Im Mai/Juni 2018 wurde in den Geschichtsstunden im Cottbuser Oberstufenzentrum auf Grund des 65. Jahrestages im Unterricht ausführlicher als sonst auf den 17. Juni 1953 eingegangen. Die Schülerinnen Cathleen Reusch, Heidi Hallmann, Carolin Nicolay und Lee-Ann Gaster besuchten gemeinsam mit ihrem Klassenleiter Bernhard Neidnicht eine Sonderausstellung zu dieser Thematik im Cottbuser Museum.
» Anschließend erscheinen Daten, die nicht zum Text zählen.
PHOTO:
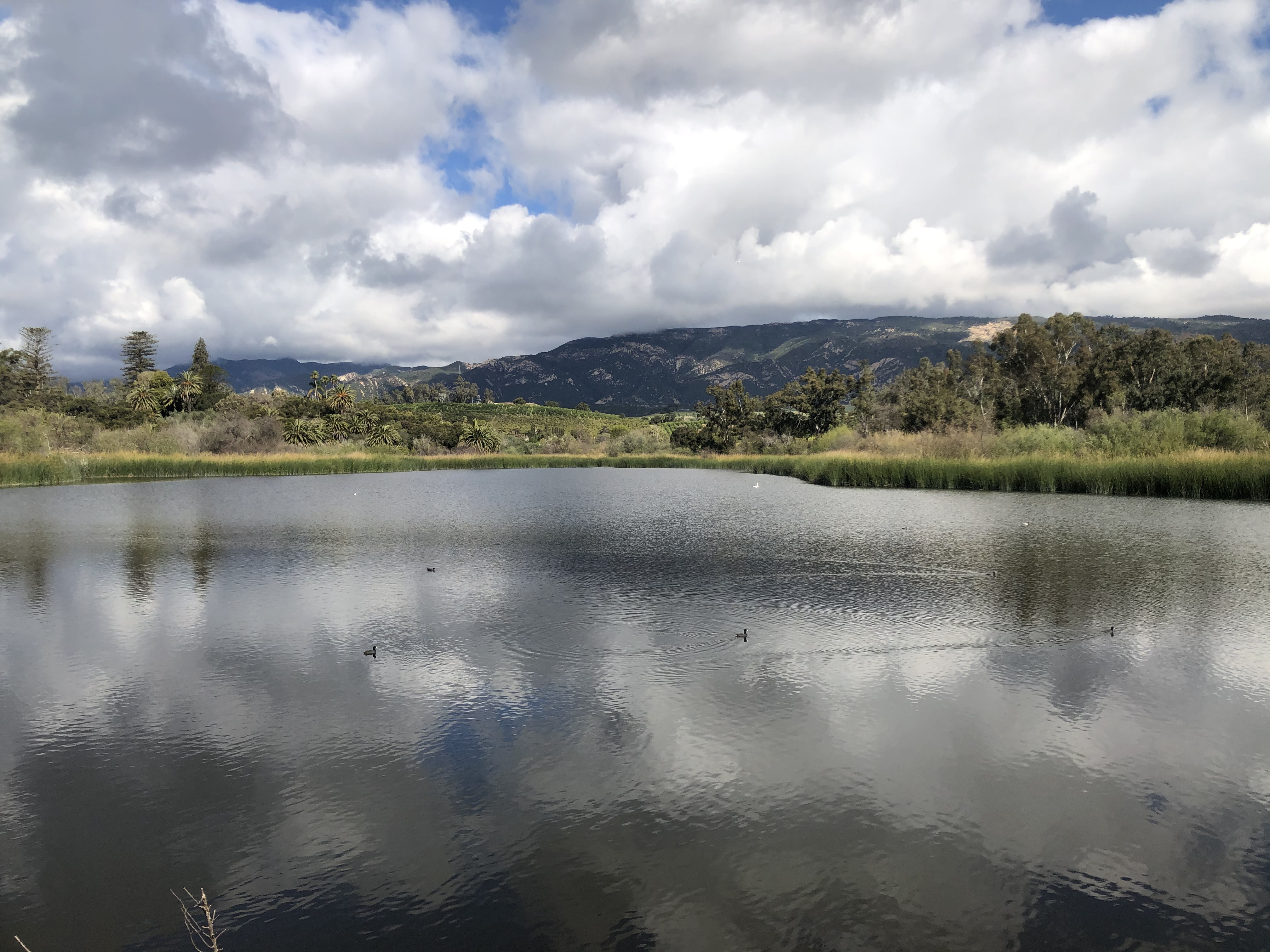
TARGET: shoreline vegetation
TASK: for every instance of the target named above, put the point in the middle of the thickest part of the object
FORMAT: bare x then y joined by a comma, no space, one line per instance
1055,407
1199,474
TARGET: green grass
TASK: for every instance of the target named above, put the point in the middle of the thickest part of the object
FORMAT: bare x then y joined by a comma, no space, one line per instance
1197,475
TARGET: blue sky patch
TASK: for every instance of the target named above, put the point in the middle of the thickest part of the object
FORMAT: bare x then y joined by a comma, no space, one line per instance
491,16
1075,12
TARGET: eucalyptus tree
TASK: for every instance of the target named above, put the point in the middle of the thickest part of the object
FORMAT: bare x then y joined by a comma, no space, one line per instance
187,386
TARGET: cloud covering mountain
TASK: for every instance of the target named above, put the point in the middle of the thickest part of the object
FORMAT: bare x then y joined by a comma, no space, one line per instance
399,183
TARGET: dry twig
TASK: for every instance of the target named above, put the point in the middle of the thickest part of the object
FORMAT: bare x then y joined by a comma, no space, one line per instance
200,921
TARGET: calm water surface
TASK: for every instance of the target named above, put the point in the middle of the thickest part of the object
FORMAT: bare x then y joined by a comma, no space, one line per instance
562,745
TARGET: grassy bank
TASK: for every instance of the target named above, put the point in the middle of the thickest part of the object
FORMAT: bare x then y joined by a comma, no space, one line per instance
54,470
1196,475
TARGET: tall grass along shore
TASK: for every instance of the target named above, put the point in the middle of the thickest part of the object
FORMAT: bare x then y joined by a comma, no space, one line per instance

Während der anschließenden Diskussion der Schüler mit dem Museumspädagogen über die Ursachen des Aufstandes in der DDR, ergänzte Neidnicht, dass die geheime Aufrüstung der Marine einen entscheidenden Anteil an der Verschärfung der Krise gehabt habe. Die gigantischen Pläne der Führung der UdSSR und DDR auf maritimen Gebiet würden besonders deutlich im „Geheimdokument Zeuthen“ werden (benannt nach einer kleinen Stadt zwischen Berlin und Cottbus). Weder der Mitarbeiter des Museums noch einer der Schüler hatte je von diesem Projekt gehört. Nun war der Ehrgeiz von Cathleen Reusch, inzwischen gewählte Klassensprecherin, geweckt. Die schon lange geplante Studienfahrt der Klasse führte nach Dranske auf der Insel Rügen. Also in genau jenes Gebiet, in dem das ambitionierte Rüstungsvorhaben umgesetzt werden sollte. So erhielten Lee-Ann Gaster und Cathleen Reusch den Auftrag, nach Spuren vor Ort zu suchen.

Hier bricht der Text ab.